Ad esempio Rodotà mi ha ricordato il caso di un consigliere regionale lombardo, colto dalla PS durante un rapporto omosessuale in un luogo aperto, la cui invocazione alla privacy non venne accolta in quanto lo stesso personaggio era noto per vivaci campagne contro i gay. Quindi quel comportamento privato rivelava un risvolto attinente il comportamento pubblico che non poteva essere "oscurato".

Ma, tornando a cose ben più corpose, Rodotà mi ha anche ricordato il Codice deontologico dei giornalisti, avallato dal Garante e pubblicato sulla Gazzetta ufficiale quale norma di legge che all´articolo 6 recita: «La divulgazione di notizie di rilevante interesse pubblico o sociale non contrasta con il rispetto della sfera privata quando l´informazione, anche dettagliata, sia indispensabile in ragione dell´originalità del fatto o della relativa descrizione dei modi particolari in cui è avvenuto, nonché della qualificazione dei protagonisti.

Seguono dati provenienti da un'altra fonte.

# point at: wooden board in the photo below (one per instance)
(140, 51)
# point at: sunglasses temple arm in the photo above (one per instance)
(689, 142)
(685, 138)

La sfera privata delle persone note o che esercitino funzioni pubbliche deve essere rispettata se le notizie o i dati non hanno alcun rilievo sul loro ruolo o sulla loro vita pubblica». É una "barbarie" aver pubblicato notizie e dati riservati, riguardassero essi Fazio, Fassino o chiunque altro o non, piuttosto, la pretesa autoreferenziale di un ceto politico, aduso ad una omertosa segretezza e che legge come lesa maestà ogni giudizio critico?